Have we ever seen this without remote being involved? This should not be possible for local Podman.
@mheon As best as I can recall, I have not seen it. Even with podman-remote it doesn't always happen. Is it possible for podman-remote to special-case this, and verify removal happens before exiting (assuming there was no networking-error)?

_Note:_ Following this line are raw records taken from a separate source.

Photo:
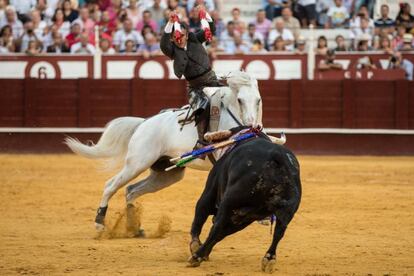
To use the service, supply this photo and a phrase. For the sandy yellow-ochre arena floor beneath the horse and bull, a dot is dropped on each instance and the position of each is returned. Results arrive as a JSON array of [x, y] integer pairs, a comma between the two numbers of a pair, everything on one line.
[[356, 218]]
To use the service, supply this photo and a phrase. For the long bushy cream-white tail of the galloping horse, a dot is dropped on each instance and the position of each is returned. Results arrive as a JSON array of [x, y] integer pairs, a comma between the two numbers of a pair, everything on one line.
[[113, 143]]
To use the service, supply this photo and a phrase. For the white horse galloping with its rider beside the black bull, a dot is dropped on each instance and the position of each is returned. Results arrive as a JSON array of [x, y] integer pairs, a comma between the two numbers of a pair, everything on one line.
[[145, 143]]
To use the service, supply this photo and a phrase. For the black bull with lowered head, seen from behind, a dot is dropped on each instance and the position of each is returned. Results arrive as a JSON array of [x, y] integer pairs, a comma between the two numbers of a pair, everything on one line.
[[255, 180]]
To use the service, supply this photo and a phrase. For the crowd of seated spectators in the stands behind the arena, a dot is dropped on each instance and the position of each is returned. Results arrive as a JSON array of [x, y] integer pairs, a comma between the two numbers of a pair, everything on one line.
[[132, 26]]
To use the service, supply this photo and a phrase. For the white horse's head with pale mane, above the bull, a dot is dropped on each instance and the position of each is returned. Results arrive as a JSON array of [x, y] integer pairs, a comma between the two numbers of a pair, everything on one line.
[[246, 91]]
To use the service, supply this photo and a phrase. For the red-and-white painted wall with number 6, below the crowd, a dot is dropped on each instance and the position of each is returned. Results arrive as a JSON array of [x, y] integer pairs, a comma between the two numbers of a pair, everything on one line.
[[270, 66]]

Looking at the difference between pkg/adapter/containers.go and pkg/adapter/containers_remote.go.
Containers.go has a call to
if ecode, err := ctr.Wait(); err != nil {
And containers_remote.go does not. I would guess this is the issue.
Oh. That sounds like it.
Oh that's a HUGE relief, thanks @rhatdan !
Closing as #3934 is merged
Most helpful comment
Looking at the difference between pkg/adapter/containers.go and pkg/adapter/containers_remote.go.
Containers.go has a call to
And containers_remote.go does not. I would guess this is the issue.